Chen’s group has successfully demonstrated rhodium-catalyzed direct C-H bond alkynylation of aryl sulphonamides with different activated alkynes to yield alkynylated benzene sulphonamides and alkynylated cyclized benzosultams. TIPS’ versatility as a coupling partner allowed substituents like EDG and EWG to be tolerated, resulting in high yields. With nitro, biphenyl, and ortho-substituted groups, the reaction was shown to be compatible. Alkynylation and intermolecular cyclization of sultams were followed in good yield by coupling partner with TMS/TES of bromo acetylene. C-H activation of substrate by Rh(III) coordination forms cyclometalated complex in the mechanistic pathway.

2.4. Carbonylation

Panda and colleagues synthesised carbonylated sulphonamides and N-sulphonyl ketimines, which are useful as heterocyclic synthons and chiral auxiliaries. Using palladium as a catalyst, ortho-carbonylation with sulphonamide as a directing group and aldehyde as a coupling partner is followed by intramolecular annulation, yielding cyclic ketimines. This approach is gratifying since it avoids the use of strong Grignard and organolithium reagents. With a variety of halogens as substrates, alkyl groups facilitated the reaction in a moderate yield, whereas the nitro group failed to produce the required product. With aryl and aliphatic aldehydes, the reaction went smoothly.

3. The C-N Bond Formation

3.1. SulphonamidationDue to the issue of pre-functionalization and the use of bulky ligands, traditional methods of amidation using cross-coupling reactions like Buchwald-Hartwig and Ullman-Goldberg are limited. As a result, C-H activation is preferred since it simplifies the synthesis process. In the subject of C-H functionalization, various types of amidating agents have been studied. In the world of pharmaceuticals, carbazoles are tricyclic ring structures containing indole as a heterocyclic motif that have remarkable phytochemical features of medicinal value.

Young and his colleagues created these privileged compounds by employing Pd-catalyzed intramolecular oxidative C-H amination of N-tosyl-2-arylanilines to activate C-H activation. To make carbazoles, the current process starts with C-H activation and then forms an intramolecular C-N bond.

Jeganmohan and colleagues looked into the possibilities of amidation of sulphonyl ketimines using less expensive organic azides.
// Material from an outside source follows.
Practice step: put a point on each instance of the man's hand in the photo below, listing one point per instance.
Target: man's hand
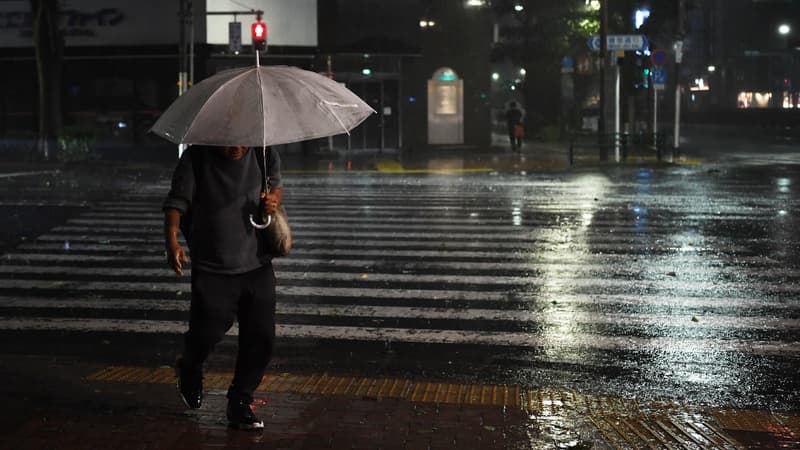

The required compounds were obtained by cyclic N-sulphonyl imine directed C-H amidation of sultams with sulphonyl azides in the presence of ruthenium catalyst under favourable conditions.

Loh and colleagues described iridium catalysed C-H amidation, in which N-sulphonyl ketimines and organic azides produced sulphonamidated sultums with good regioselectivity under mild circumstances.